If you're keeping you old shaft and tripod joint, but swapping the actual CV joint than you will need some snap ring pliers, a vise, a few good blocks of wood, and some patience, hell, throw in a hammer and a drift for good measure. The shiny parts are important, but one thing you have going for you is that the actual axle (the part that is always exposed and is probably painted black) is incredibly strong. therefore you can grab it with a vise or with vise grips and put all sorts of force on it.
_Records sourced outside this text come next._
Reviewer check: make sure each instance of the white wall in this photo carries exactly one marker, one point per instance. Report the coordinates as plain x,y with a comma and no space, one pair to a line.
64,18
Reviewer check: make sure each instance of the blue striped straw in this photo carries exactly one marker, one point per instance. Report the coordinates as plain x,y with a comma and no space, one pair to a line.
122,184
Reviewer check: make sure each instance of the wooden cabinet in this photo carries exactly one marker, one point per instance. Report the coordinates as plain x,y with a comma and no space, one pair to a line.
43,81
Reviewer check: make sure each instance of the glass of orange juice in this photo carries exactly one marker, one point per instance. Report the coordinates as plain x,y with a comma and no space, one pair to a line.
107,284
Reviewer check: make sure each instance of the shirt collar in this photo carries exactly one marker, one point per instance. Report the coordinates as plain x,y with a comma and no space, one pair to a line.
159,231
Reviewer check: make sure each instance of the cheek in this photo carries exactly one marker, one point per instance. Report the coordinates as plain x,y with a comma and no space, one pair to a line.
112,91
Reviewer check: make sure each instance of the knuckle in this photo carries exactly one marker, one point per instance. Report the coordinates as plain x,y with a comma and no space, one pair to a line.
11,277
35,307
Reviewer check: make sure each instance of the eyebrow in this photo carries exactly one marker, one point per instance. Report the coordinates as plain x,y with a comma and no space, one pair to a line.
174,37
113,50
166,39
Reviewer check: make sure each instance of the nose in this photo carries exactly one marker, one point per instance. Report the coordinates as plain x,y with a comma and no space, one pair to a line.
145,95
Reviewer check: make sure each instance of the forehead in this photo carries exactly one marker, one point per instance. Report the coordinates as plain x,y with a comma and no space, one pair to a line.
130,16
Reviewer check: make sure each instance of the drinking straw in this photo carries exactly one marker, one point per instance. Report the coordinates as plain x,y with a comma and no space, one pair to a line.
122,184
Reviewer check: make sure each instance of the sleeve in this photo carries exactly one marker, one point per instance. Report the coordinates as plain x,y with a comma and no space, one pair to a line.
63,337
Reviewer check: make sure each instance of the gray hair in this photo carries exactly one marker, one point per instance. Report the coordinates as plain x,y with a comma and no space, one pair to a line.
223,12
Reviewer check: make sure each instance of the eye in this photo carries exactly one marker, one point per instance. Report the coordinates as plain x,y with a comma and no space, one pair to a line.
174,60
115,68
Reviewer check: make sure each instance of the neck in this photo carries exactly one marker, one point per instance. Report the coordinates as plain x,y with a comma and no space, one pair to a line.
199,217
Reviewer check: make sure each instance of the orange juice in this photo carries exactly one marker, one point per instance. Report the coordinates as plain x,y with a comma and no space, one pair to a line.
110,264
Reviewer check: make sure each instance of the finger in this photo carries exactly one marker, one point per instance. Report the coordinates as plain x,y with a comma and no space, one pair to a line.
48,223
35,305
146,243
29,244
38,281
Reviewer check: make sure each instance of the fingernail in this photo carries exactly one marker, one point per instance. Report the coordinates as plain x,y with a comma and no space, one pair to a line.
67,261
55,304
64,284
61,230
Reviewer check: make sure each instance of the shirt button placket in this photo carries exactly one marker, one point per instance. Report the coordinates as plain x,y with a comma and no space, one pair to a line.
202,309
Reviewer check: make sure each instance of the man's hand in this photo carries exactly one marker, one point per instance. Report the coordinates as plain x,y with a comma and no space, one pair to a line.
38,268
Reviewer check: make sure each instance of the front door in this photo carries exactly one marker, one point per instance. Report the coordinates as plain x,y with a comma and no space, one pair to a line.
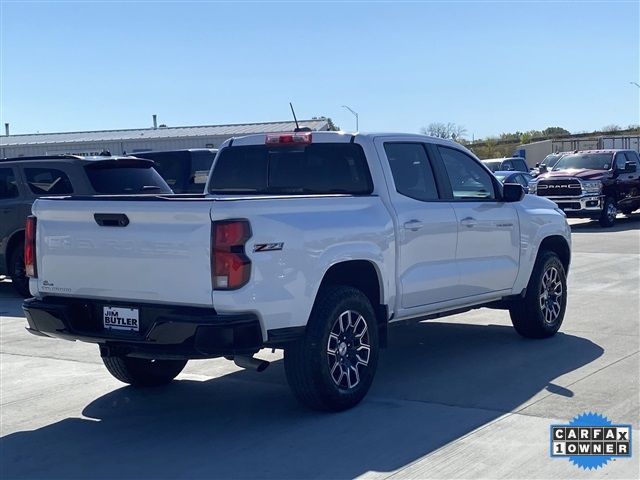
427,226
488,253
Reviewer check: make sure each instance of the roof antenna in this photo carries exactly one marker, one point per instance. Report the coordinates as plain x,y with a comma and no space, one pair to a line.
298,128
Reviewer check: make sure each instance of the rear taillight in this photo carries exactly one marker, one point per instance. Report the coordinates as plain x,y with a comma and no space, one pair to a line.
230,266
30,247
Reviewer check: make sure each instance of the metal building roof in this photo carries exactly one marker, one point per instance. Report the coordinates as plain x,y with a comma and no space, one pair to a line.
160,132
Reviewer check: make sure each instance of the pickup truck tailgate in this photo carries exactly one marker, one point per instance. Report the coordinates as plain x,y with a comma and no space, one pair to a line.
160,256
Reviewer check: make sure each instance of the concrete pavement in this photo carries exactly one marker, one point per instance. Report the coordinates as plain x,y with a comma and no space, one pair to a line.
464,397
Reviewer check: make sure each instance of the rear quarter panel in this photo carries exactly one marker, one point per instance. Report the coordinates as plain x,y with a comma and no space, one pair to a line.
317,233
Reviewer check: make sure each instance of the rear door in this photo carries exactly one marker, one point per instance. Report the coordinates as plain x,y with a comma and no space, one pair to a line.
488,252
427,226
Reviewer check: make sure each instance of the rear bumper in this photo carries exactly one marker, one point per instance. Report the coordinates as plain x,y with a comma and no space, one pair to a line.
166,331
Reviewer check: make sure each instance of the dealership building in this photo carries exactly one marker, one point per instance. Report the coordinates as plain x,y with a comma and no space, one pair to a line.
120,142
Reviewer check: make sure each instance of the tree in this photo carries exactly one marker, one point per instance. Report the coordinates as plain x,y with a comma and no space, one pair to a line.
555,132
444,130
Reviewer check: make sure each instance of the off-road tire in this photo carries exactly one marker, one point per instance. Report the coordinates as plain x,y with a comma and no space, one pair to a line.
607,217
528,315
141,372
309,364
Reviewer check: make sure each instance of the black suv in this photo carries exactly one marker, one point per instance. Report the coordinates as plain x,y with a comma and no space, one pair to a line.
24,179
593,184
186,171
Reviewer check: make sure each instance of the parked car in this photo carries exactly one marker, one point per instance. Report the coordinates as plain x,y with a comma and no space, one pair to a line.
24,179
506,164
312,242
547,164
185,171
522,178
593,184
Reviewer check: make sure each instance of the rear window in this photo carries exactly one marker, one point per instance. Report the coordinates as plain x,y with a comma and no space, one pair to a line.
184,171
126,180
308,169
493,166
48,181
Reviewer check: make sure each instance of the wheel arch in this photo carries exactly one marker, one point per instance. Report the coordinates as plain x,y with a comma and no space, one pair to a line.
559,245
366,277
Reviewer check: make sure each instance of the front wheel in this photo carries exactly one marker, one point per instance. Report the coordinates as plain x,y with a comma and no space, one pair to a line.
541,312
609,212
141,372
332,367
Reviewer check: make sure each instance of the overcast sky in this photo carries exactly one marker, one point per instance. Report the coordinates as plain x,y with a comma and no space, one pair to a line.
489,66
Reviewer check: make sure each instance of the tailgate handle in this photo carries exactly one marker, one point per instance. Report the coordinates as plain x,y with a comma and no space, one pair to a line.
111,219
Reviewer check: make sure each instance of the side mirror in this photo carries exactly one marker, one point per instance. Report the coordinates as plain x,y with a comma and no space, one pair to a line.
512,192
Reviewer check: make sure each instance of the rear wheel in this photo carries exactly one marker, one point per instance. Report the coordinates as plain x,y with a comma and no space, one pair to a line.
333,366
628,211
609,212
18,273
541,312
142,372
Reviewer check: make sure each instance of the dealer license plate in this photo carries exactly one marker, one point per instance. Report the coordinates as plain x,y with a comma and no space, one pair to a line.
119,318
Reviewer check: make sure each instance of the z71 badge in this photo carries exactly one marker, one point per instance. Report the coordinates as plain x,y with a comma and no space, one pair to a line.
268,247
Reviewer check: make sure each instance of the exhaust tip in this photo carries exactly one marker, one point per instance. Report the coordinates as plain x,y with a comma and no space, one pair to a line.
251,363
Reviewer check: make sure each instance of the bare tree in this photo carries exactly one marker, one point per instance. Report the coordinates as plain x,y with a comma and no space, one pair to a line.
444,130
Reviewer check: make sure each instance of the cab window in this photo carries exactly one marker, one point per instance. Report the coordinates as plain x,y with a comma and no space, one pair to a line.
469,181
8,184
48,181
411,170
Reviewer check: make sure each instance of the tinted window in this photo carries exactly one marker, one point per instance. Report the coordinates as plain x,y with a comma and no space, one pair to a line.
48,181
633,157
493,166
108,179
8,184
172,166
412,173
468,179
520,165
315,168
200,165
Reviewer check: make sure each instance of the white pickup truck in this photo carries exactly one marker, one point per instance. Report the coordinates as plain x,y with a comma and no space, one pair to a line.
312,242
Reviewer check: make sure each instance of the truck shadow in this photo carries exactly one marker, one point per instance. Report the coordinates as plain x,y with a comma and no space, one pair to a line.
10,301
436,383
623,224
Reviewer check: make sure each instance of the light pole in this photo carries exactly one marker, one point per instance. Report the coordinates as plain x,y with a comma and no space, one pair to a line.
355,115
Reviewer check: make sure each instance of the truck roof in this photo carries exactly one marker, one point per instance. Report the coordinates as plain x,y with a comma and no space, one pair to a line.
338,137
610,150
71,159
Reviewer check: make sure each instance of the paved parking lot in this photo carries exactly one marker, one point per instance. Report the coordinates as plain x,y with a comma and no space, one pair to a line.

Just follow the steps in your service manual; and if you don't have a good old Haynes or Chilton manual then you NEED to get one NOW. they will have the procedure for swapping joints on the shaft. if you do give it a shot, just don't mess up the threads on the new joint when installing it and don't mess up the splines on the axle end. I'd also highly recommend buying a bench vise. if you get one you need to bolt it down to a good workbench or if you don't have a workbench then use a piece of wood, just something to bolt it to. If you are in a bigger city than there may be a Harbor Fright Tools store or a Northern Tool store near you. these are great places to get a good vise for relatively cheap ($30-on up) Don't get anything smaller than a 4 or 5 inch. 

Good luck man. 
P.S. 
The first CV joint I ever changed took me about three days, and that was on my only car, so I was stuck. The second one took about 6 hours. Now I can knock one out in just a few hours if I've done it on the same car before. So Keep heart, and keep working, you will get it done.


----------